As described above in detail, according to the present invention, an organic group in an organic silicon compound having a silicon-silicon or silicon-carbon bond in a main chain constituting a mask material is decomposed. By inorganic modification, it is possible to prevent side wall roughness from occurring in the mask material during the etching of the insulating film, and as a result, it is possible to obtain an insulating film pattern without side wall roughness.

[Brief description of the drawings]

FIG. 1 is a sectional view showing a processing sequence of an insulating film according to an embodiment of the present invention in the order of steps.

FIG. 2 is a sectional view showing a process of processing an insulating film according to an embodiment of the present invention in the order of steps.

FIG. 3 is a top view of an insulating film processed by a processing method according to the present invention and a processing method according to a comparative example.

FIG. 4 is a cross-sectional view illustrating a process of processing an insulating film according to a comparative example in the order of steps.

FIG. 5 is a cross-sectional view illustrating a process of processing an insulating film according to a comparative example in the order of steps.
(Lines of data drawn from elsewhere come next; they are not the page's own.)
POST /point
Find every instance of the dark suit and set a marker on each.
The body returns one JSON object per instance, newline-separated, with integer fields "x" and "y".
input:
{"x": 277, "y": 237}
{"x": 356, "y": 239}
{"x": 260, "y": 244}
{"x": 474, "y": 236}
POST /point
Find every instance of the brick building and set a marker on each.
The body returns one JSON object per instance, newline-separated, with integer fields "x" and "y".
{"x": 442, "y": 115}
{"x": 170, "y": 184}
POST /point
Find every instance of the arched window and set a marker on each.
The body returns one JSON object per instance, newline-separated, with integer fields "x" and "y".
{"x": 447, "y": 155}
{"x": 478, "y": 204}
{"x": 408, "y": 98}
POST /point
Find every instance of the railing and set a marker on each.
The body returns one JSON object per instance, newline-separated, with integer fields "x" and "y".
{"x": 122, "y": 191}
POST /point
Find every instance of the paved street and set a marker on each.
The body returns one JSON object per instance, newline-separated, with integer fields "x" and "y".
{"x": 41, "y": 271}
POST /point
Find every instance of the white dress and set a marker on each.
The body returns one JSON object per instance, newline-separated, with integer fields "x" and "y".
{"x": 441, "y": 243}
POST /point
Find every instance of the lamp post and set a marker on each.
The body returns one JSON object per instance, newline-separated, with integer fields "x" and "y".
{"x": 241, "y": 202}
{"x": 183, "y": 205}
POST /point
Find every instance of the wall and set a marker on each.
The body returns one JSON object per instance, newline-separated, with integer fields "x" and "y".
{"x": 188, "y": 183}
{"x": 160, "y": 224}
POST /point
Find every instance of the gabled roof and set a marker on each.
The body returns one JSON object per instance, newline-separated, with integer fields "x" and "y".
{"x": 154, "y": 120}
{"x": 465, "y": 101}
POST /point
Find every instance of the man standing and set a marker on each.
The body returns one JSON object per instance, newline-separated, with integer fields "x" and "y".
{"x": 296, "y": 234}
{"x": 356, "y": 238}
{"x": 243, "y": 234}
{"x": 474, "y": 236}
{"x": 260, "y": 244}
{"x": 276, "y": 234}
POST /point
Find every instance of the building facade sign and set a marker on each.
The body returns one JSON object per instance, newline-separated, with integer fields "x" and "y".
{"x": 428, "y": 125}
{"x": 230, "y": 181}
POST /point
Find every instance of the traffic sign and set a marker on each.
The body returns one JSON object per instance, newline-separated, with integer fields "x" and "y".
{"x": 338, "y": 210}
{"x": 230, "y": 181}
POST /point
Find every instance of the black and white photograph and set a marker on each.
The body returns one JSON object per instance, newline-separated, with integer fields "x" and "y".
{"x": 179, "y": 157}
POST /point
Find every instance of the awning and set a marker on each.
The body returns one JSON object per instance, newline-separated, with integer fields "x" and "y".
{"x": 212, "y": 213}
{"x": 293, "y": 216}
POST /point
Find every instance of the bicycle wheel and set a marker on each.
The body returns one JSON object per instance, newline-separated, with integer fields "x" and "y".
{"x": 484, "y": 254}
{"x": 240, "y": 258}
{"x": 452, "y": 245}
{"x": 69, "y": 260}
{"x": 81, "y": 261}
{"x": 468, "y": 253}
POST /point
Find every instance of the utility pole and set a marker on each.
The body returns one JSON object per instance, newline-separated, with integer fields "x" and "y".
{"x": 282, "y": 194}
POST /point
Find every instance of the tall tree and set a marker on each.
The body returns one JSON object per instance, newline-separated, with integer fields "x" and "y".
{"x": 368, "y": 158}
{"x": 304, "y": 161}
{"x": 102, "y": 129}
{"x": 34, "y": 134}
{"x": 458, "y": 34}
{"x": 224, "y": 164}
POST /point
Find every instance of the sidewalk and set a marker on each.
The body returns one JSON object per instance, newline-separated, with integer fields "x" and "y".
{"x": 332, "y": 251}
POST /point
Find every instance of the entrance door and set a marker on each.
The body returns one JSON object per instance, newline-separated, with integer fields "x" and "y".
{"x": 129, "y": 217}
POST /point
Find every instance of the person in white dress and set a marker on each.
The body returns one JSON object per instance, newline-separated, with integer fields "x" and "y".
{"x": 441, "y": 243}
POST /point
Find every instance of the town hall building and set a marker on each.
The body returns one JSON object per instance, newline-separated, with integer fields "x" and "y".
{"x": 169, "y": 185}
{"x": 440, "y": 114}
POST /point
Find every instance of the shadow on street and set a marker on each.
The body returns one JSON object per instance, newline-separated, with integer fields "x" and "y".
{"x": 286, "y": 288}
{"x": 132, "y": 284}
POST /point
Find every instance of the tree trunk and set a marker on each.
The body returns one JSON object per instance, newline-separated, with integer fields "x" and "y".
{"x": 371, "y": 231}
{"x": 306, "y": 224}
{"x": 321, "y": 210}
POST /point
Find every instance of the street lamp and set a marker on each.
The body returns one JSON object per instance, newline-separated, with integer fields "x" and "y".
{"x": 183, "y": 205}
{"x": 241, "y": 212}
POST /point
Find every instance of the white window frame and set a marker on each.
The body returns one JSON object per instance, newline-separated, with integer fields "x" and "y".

FIG. 6 is an electron micrograph of a surface when a mask material according to the present invention and a mask material according to a comparative example are etched under the etching conditions of an insulating film.

[Explanation of symbols]

 1, 11 wafer substrate 2, 12 film to be processed 3, 13 mask material 4, 14 resist 5, 15 resist pattern 6, 16 mask material pattern 7, 17 insulating film pattern

──────────────────────────────────────────────────続 き Continued on the front page (51) Int.Cl. ⁷ Identification symbol FI Theme coat ゛ (Reference) H01L 21/312 H01L 21/30 573 5F058 // G03F 7/40 521 21/302 F C08L 83:16 (72 ) Inventor Shuji Hayase 1 Toshiba-cho, Komukai-Toshiba-cho, Kawasaki-shi, Kanagawa F-term in the Toshiba R & D Center (reference) 2H096 AA25 CA02 HA23 4F006 AA42 AB39 AB76 BA01 BA06 BA08 CA03 CA08 DA03 EA03 4J035 HA02 HA05 JA01 JA02 JB01 JB02 LB16 5F004 AA02 BA11 BA13 BA14 BA17 BA20 CA03 CA04 DA04 DA05 DA06 DA07 DA10 DA11 DA13 DB03 DB24 EB07 5F046 NA12 5F058 AC03 AF04 AG01 AH01 BD04 BF07 BF25

Claims (5)

[Claims] A step of forming a mask material containing an organic silicon compound having a bond of silicon and silicon or silicon and carbon in a main chain on an insulating film; a step of decomposing an organic group of the organic silicon compound; Forming a resist film on the mask material; forming a resist pattern by performing pattern exposure and development on the resist film; transferring the resist pattern to the mask material to form a mask material pattern And a step of transferring the mask material pattern to the insulating film. 2. The method according to claim 1, wherein the decomposition of the organic group of the organosilicon compound is performed by annealing the mask material at a temperature of 300 to 1200 ° C. or irradiating the mask material with an electron beam. Item 4. The method for processing an insulating film according to Item 1. 3. The method according to claim 1, wherein the decomposition of the organic group of the organic silicon compound is performed so that the degree of decomposition is at least 0.98 or less, where the area absorption intensity of the infrared absorption spectrum of the organic group is 1. The method for processing an insulating film according to claim 1. 4. The method according to claim 2, wherein the annealing is performed in an atmosphere having an oxygen concentration of 1% or less. 5. The method according to claim 2, wherein the annealing is performed in a reduced pressure atmosphere of 1 × 10 ⁻¹ Torr or less.